FRESHFARM created the position of Market Educator with the goal of supporting healthy food retail environments throughout District neighborhoods with moderate to high rates of food insecurity and chronic disease. Our Market Educator served as an information resource to SNAP eligible market shoppers, through the development and implementation of a District-wide farmers market produce incentive program and supportive nutrition education.

Market Education In Action

Here’s how this work took shape at market: our Market Educator Charity regularly visited markets from June through November to conduct tastings, cooking demonstrations, information sessions, and hand out resources to educate and empower shoppers in their market experience. Not surprisingly, cooking demos were a big hit, and some of our shoppers’ favorite recipes from last season’s sessions were:

In addition to Charity’s on-site work, she provided direct and indirect nutrition programming and internal training to FRESHFARM market staff and partner organizations. Charity has reached over 1,000 FRESHFARM shoppers and has supported over 20 markets in making these community spaces more accessible to shoppers using federal nutrition benefits.
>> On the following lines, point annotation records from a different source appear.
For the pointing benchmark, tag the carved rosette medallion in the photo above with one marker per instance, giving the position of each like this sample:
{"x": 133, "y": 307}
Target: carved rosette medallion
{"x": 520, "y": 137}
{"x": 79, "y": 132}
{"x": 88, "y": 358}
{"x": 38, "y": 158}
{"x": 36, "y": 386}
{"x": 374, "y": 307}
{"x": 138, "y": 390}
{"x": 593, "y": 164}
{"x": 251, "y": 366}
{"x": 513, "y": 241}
Increasing Comfort At The Market

FRESHFARM adapted evaluation tools from the Michigan Fitness Foundation’s Program Playbook, which allowed Community Engagement staff to help measure shoppers’ comfort at market using affordability, promotion, atmosphere, and accessibility as key indicators. These tools have helped us immensely in creating market assessments and behavior surveys to understand our reach and impact. Survey responses were overwhelmingly positive: 77% of shoppers surveyed shared that they would eat more vegetables because of their interactions with the market educator, and 66% shared that they’d try more vegetables and use their benefits at market. Along with FRESHFARM’s Market Staff, external partners — including staff from the DC Department of Health, Martha’s Table, University of DC, Friends of the National Arboretum, DC Central Kitchen, and Capital Area Food Bank — participated in our Food Navigator Training to help service providers feel more comfortable in community engagement in food retail environments.

As Market Education gears up for its second year of programming, we are excited to launch sessions with more seasonal recipes, enhanced learning opportunities, and stronger efforts around targeted outreach. We look forward to:

  • Expanding Market Education reach to new markets and farm stands
  • Creating more opportunities to incorporate FoodPrints curriculum to engage with youth
  • Offering updated Food Navigator Trainings and resources to market staff and external partners in food retail environments
  • Creating avenues to continue collaborating with shoppers, farmers and producers, and community partners to adequately support our market environments!

Implementing market education would not have been possible without the ongoing support of market staff, FRESHFARM farmers and producers, the Pop-Up Food Hub, and committed shoppers. In other words, the same key stakeholders that make farmers markets happen in the first place are the ones that shape what our programming and support look like. Thank you!